Les joueurs ne progressent que dans un contexte qui les amène à plus s’entraîner, à travailler plus fort, plus vite. Les juniors qui sortent de ce championnat du monde pourraient tous évoluer en élite. L’équipe de France sera donc encore meilleure quand ces joueurs évolueront au plus haut-niveau possible. C’est d’ailleurs ce qui se passe chez nos voisins autrichiens où le meilleur porteur de ballon européen est starter au Swarco Raiders.
Enfin, dernier élément de notre constat, les joueurs qui évoluent dans les pôles et qui s’entraînent régulièrement contre des seniors se sont montrés plus rapidement à leur avantage lors de ce championnat.
On sait donc comment faire, maintenant il s’agit d’expliquer et de convaincre les dirigeants et entraîneurs des clubs.
Y-a-t-il prochainement des rencontres amicales de prévu ?
O.M. : Oui. Nous avons un match avec une nouvelle équipe de France junior qui préparera le prochain championnat d’Europe le 30 mars contre un High School américain en France. Ce match aura lieu dans la région parisienne. C’est en multipliant ce type de rencontres que nos joueurs s’aguerriront à la vitesse d’exécution et à l’intensité des contacts.
Quelle est la prochaine échéance internationale pour cette équipe de France Junior ?
O.M. : Le championnat d’Europe junior. Nous ne connaissons pas encore définitivement la date de cette compétition car les combats juridiques actuels entre l’EFAF et l’IFAF remettent en cause le calendrier d’origine qui avait planifié cette compétition lors de l’été 2013 en Russie.
Un petit mot à ajouter ?
O.M. : Je rappelle que les stages des équipes de France juniors sont ouverts aux entraîneurs de France.

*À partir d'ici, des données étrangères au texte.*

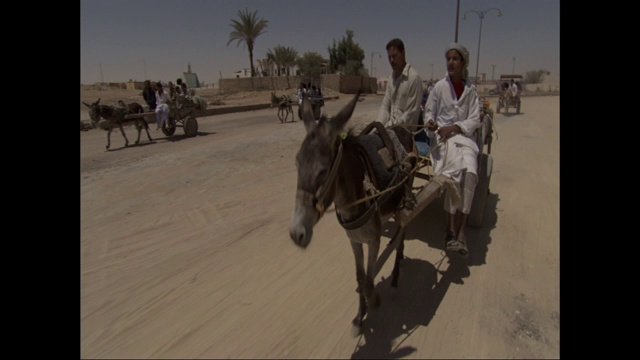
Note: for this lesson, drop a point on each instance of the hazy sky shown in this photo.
(144, 39)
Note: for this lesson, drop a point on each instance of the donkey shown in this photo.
(115, 117)
(284, 106)
(331, 169)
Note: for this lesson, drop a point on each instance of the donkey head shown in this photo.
(94, 112)
(317, 161)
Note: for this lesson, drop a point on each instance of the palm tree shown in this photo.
(278, 56)
(246, 31)
(290, 56)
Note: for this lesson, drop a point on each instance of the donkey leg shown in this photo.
(360, 275)
(109, 136)
(373, 299)
(139, 128)
(399, 257)
(146, 128)
(126, 141)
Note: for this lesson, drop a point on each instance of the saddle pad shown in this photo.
(380, 164)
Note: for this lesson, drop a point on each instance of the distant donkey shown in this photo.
(115, 117)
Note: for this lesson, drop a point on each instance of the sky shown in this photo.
(156, 40)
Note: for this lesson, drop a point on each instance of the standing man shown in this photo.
(162, 106)
(149, 95)
(402, 97)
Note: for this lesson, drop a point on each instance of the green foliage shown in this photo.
(283, 57)
(535, 77)
(246, 31)
(346, 56)
(310, 64)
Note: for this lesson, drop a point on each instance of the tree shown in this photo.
(310, 64)
(290, 56)
(346, 56)
(265, 66)
(535, 77)
(246, 31)
(277, 56)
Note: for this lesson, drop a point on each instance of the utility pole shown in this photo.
(457, 17)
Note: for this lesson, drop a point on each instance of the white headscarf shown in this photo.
(465, 56)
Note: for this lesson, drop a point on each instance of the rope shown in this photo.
(415, 169)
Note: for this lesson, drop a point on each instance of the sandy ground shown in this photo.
(185, 251)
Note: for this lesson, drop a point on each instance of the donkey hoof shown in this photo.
(357, 321)
(374, 301)
(356, 330)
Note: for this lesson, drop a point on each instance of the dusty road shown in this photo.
(185, 252)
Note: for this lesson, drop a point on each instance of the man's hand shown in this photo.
(448, 131)
(431, 125)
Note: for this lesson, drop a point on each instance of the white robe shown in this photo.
(460, 151)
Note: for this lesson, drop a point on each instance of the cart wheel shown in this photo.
(479, 203)
(190, 126)
(170, 130)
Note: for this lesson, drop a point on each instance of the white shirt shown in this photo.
(402, 98)
(514, 89)
(445, 109)
(162, 98)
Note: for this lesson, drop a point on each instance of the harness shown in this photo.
(372, 158)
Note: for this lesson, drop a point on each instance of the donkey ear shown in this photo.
(307, 113)
(339, 120)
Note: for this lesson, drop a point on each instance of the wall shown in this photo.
(346, 84)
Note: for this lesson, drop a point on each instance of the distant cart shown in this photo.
(506, 99)
(182, 114)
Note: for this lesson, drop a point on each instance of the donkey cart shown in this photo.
(181, 115)
(369, 181)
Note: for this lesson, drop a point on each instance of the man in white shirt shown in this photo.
(162, 106)
(403, 95)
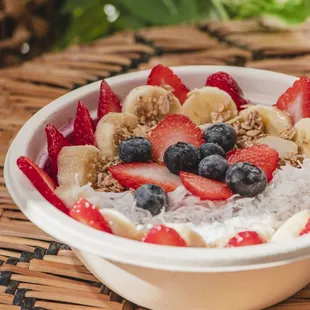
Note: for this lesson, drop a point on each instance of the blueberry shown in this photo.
(246, 179)
(137, 149)
(181, 157)
(222, 134)
(213, 167)
(208, 149)
(152, 198)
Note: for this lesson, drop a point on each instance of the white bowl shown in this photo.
(161, 277)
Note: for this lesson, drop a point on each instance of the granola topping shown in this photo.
(249, 129)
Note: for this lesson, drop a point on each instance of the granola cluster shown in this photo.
(248, 129)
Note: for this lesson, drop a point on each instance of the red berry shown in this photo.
(83, 126)
(245, 238)
(41, 181)
(204, 188)
(55, 142)
(163, 76)
(133, 175)
(225, 82)
(161, 234)
(306, 230)
(296, 100)
(88, 214)
(261, 156)
(174, 128)
(108, 101)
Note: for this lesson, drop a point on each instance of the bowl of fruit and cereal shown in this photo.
(183, 188)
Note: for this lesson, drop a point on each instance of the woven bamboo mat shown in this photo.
(37, 272)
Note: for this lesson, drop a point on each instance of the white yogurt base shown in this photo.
(287, 194)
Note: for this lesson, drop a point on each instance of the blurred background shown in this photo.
(31, 27)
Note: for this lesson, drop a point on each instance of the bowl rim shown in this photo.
(84, 238)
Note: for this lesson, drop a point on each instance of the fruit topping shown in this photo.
(208, 149)
(112, 129)
(261, 156)
(274, 121)
(296, 100)
(133, 175)
(209, 105)
(151, 103)
(205, 189)
(108, 101)
(181, 157)
(225, 82)
(55, 142)
(245, 238)
(78, 163)
(222, 134)
(306, 230)
(41, 181)
(163, 235)
(88, 214)
(83, 126)
(173, 129)
(164, 77)
(121, 225)
(152, 198)
(213, 167)
(135, 149)
(246, 179)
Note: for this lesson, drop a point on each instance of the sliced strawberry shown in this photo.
(161, 234)
(204, 188)
(261, 156)
(163, 76)
(108, 101)
(296, 100)
(88, 214)
(174, 128)
(306, 230)
(225, 82)
(83, 126)
(245, 238)
(133, 175)
(41, 181)
(55, 142)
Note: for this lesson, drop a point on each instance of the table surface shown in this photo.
(35, 270)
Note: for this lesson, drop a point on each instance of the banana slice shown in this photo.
(284, 147)
(69, 194)
(191, 238)
(112, 129)
(79, 162)
(120, 225)
(292, 227)
(302, 136)
(274, 120)
(151, 103)
(209, 104)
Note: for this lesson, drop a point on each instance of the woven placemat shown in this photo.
(39, 273)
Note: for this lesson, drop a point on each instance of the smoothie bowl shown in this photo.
(183, 189)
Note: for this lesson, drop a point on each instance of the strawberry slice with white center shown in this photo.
(55, 142)
(83, 126)
(88, 214)
(205, 189)
(245, 238)
(163, 76)
(41, 181)
(174, 128)
(163, 235)
(306, 230)
(133, 175)
(296, 100)
(108, 101)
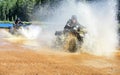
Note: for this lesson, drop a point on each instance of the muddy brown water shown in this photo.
(18, 60)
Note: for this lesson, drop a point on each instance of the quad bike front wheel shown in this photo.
(70, 44)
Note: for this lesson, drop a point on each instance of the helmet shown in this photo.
(74, 17)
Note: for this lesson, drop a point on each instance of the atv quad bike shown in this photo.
(15, 29)
(70, 40)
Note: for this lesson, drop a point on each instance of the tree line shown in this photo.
(11, 9)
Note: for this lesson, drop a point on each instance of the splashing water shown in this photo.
(98, 17)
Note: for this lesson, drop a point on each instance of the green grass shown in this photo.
(28, 23)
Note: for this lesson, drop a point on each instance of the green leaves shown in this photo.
(10, 9)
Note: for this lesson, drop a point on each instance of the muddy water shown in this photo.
(15, 59)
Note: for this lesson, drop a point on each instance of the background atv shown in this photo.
(71, 39)
(15, 29)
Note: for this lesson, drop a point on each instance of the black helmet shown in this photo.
(74, 17)
(18, 19)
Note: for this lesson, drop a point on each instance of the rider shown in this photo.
(18, 23)
(71, 24)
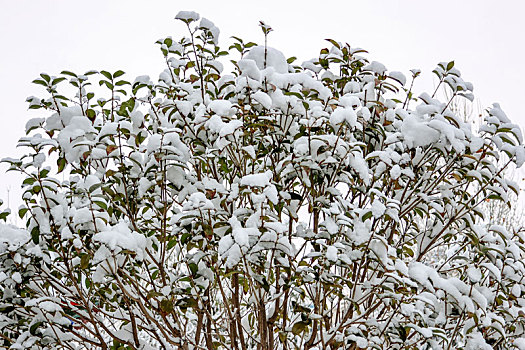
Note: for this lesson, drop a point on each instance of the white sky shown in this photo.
(485, 38)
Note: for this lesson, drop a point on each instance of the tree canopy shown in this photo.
(273, 205)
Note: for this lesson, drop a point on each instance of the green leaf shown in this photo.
(101, 204)
(366, 216)
(299, 327)
(61, 162)
(29, 181)
(22, 212)
(35, 234)
(106, 74)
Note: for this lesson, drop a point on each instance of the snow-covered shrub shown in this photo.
(278, 206)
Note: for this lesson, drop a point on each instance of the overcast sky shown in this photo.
(485, 38)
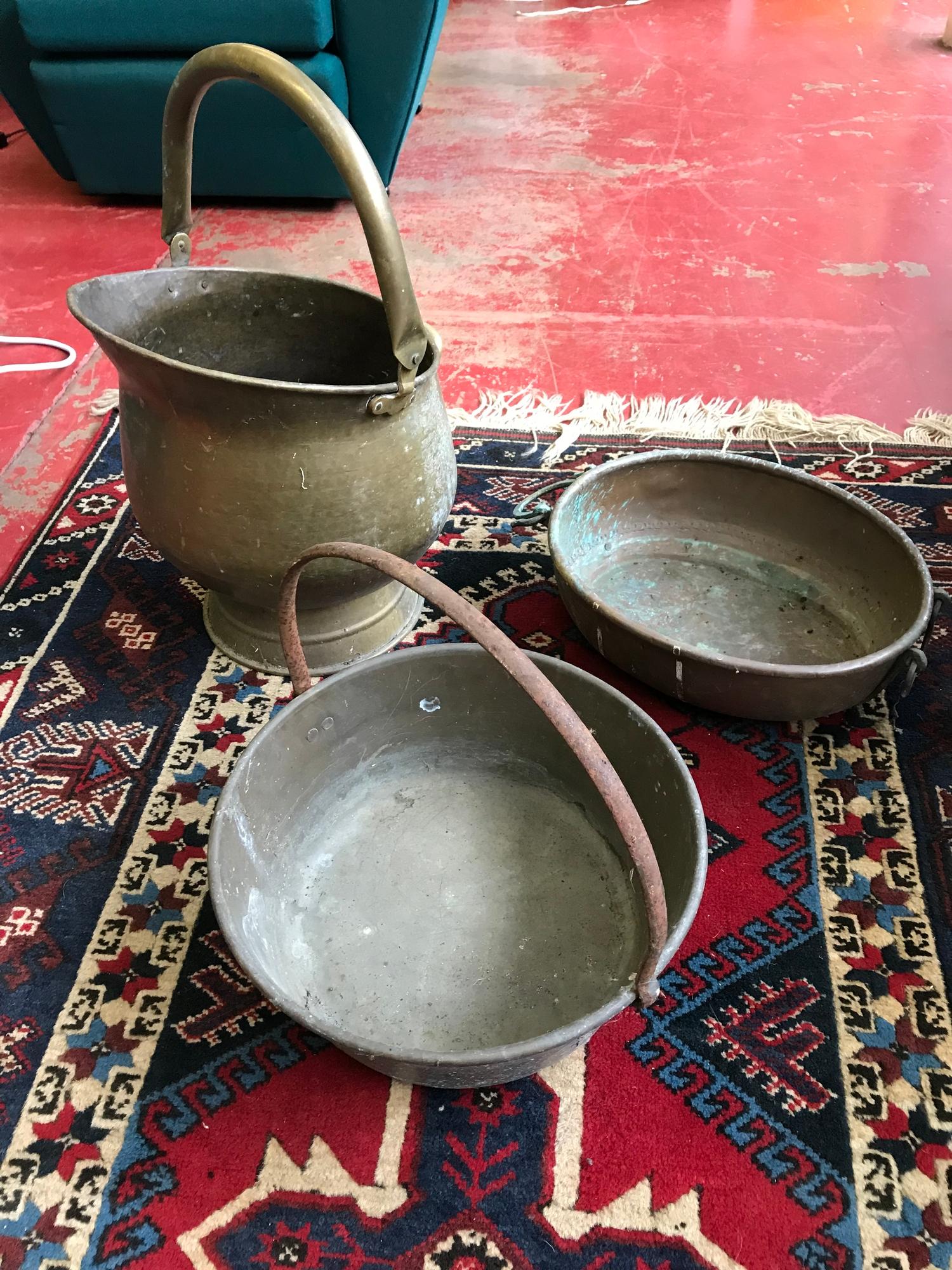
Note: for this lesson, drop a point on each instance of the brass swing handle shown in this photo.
(408, 332)
(532, 681)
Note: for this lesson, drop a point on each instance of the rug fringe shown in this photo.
(691, 418)
(105, 403)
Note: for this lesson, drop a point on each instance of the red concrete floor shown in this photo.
(725, 197)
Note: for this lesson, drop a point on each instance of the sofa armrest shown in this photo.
(20, 90)
(387, 48)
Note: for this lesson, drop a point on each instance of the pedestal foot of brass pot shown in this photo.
(333, 638)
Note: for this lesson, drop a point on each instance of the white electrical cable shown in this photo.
(39, 366)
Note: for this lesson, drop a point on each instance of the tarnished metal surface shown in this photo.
(416, 864)
(738, 585)
(559, 713)
(261, 411)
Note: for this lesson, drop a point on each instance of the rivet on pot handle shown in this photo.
(529, 676)
(529, 511)
(408, 332)
(911, 665)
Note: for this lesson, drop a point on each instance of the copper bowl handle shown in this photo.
(532, 681)
(408, 332)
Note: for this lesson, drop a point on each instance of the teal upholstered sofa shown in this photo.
(89, 78)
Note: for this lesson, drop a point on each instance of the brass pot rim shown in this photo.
(340, 1034)
(308, 389)
(884, 656)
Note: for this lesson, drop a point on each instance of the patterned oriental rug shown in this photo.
(788, 1104)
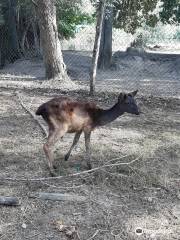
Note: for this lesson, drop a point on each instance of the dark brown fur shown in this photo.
(64, 115)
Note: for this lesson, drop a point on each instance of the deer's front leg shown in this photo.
(53, 137)
(88, 150)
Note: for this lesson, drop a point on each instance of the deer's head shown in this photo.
(128, 103)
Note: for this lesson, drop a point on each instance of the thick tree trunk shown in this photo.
(97, 45)
(51, 47)
(105, 55)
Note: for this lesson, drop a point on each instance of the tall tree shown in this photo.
(100, 17)
(52, 54)
(105, 53)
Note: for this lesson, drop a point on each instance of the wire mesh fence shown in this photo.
(148, 59)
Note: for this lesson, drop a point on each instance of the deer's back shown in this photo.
(74, 114)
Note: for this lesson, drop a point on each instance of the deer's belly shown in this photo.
(78, 123)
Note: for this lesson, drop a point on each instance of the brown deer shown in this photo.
(64, 115)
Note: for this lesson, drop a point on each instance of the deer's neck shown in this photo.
(106, 116)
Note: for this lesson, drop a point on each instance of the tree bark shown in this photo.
(52, 54)
(14, 51)
(97, 45)
(105, 55)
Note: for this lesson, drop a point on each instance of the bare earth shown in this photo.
(135, 197)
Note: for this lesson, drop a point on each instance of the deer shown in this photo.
(65, 115)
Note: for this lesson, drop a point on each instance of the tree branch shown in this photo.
(74, 174)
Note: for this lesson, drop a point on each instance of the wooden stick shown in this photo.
(74, 174)
(58, 197)
(9, 201)
(33, 116)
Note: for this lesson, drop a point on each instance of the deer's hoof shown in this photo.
(66, 157)
(52, 173)
(89, 166)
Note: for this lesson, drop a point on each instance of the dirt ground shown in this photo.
(135, 197)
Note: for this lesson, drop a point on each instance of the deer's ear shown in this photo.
(122, 97)
(133, 93)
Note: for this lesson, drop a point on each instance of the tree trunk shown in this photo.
(105, 55)
(12, 31)
(97, 45)
(52, 54)
(2, 47)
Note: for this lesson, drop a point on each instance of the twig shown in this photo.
(71, 175)
(96, 232)
(58, 197)
(34, 3)
(33, 116)
(9, 201)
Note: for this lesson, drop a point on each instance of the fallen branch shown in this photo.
(32, 115)
(58, 197)
(74, 174)
(96, 232)
(9, 201)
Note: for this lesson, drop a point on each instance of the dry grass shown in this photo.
(139, 200)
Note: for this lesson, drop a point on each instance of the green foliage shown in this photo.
(129, 15)
(70, 17)
(171, 11)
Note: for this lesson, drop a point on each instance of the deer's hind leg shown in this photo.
(75, 141)
(87, 136)
(55, 133)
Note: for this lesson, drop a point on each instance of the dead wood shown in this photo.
(9, 201)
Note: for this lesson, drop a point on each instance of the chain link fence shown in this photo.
(148, 60)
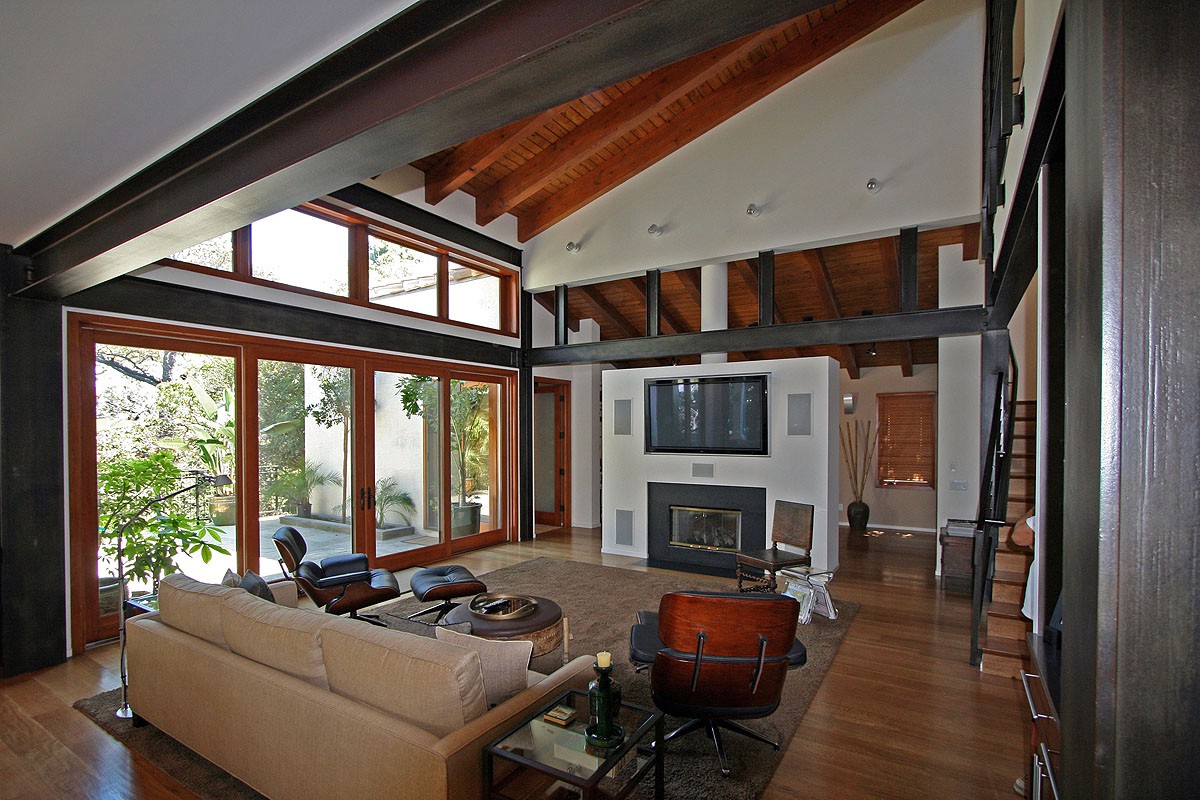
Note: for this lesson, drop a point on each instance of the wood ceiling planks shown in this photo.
(814, 284)
(549, 166)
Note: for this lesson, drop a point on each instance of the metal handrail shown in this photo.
(993, 497)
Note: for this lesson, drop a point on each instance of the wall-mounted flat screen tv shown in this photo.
(720, 415)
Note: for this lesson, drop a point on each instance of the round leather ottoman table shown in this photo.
(544, 627)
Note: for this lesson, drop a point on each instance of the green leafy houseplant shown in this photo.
(154, 536)
(468, 423)
(389, 495)
(299, 485)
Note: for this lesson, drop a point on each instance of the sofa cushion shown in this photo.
(430, 684)
(285, 638)
(504, 663)
(193, 607)
(253, 583)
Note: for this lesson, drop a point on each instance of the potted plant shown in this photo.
(151, 537)
(299, 485)
(468, 439)
(388, 497)
(857, 451)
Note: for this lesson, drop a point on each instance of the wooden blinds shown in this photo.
(907, 439)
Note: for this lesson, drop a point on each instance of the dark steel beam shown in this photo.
(653, 283)
(907, 266)
(766, 288)
(431, 77)
(525, 423)
(381, 204)
(877, 328)
(193, 306)
(1042, 142)
(561, 313)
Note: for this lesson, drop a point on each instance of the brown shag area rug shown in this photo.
(600, 603)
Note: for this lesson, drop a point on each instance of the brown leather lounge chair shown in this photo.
(341, 584)
(719, 657)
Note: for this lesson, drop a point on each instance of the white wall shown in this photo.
(901, 106)
(585, 415)
(798, 468)
(959, 283)
(901, 507)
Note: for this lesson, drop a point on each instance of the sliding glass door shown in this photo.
(306, 456)
(403, 459)
(155, 416)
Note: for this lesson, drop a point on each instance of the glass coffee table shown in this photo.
(543, 761)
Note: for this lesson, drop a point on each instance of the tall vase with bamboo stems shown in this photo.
(858, 450)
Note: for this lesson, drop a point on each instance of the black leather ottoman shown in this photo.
(445, 583)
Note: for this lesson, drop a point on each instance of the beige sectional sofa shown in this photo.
(303, 704)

On ne peut pas dire que nous ayons été « dérangés » depuis que j’en suis membre, c’est-à-dire 1998.
Je rappelle aussi qu’à part les membres des staffs nationaux seniors et juniors, nous avons décompté une quinzaine d’entraîneurs des clubs présents lors des deux derniers clinics organisés par la FFFA (à l’INSEP et à Amiens).
La hausse du niveau de l’équipe de France dépend aussi du niveau de nos entraîneurs français. Nous devons toujours continuer de nous former tout au long de notre carrière, que nous soyons professionnels ou bénévoles. Nous travaillons à la construction d’une plate-forme qui va révolutionner notre mode de formation. J’espère que cela « re motivera » la masse des entraîneurs français qui a largement déserté les formations fédérales depuis plusieurs années.
J’en profite pour remercier et saluer le staff de l’équipe de France junior (entraîneurs, manager, staff médical) qui rassemble des personnes passionnées de football américain, affamées de performance et qui ne comptent pas leur temps de travail en plus d’être ultra compétents. C’est un privilège de travailler avec eux et ce fut encore une belle aventure humaine.